I suggest that the times increasingly encourage increased weighting of PMs, cash and short term corporate bonds. One might wait until after the Jackson Hole meeting to re-structure allocation in a major way. Those with means certainly can add PMs: the basics are in place and the values remain strong relative to other investments. I again suggest the greatly depressed price of Wheat (WEAT) and Uranium (URA) as additional options. There is a large ongoing increase in nuclear energy building and refurbishment world wide.

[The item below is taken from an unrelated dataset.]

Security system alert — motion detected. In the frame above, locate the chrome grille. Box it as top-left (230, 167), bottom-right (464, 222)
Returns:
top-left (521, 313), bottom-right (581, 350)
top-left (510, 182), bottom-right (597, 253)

I do not believe that analysts are keeping up with the changing macro situation in their evaluation of the upside for PMs. The top buys in the PM sector in my view are SAND, ABX, Goldcorp (GG), Yamana Gold (AUY), TAHO, SILJ and SLW. The top performer since the June 26 bottom has been FNV, a gold and energy royalty company with no debt and $900 million cash and equivalents. They can fund distressed miners and then sell their inexpensive gold into a rising market. They have excellent management and are a top pick. and should be strong going forward, as should Eldorado Gold (EGO) which has producing sites in Turkey and China and sites nearing production in Greece and Romania. Like them, SSRI and IAG remain good choices to buy on a dip with limit orders. I have discussed them often and focus pieces on AG and EGO may be found in my archive.
Increasing PM holdings is fundamentally sound as is trimming and shortening bonds and equities. Unless your assets exceed $2.5 million I would limit PM allocation to 33%. This is likely to be a rocky quarter and coming years will see socio-economic and political changes that may compel re-thinking of many truisms about value and investment.
Additional disclosure: I own precious metal companies in funds and individually.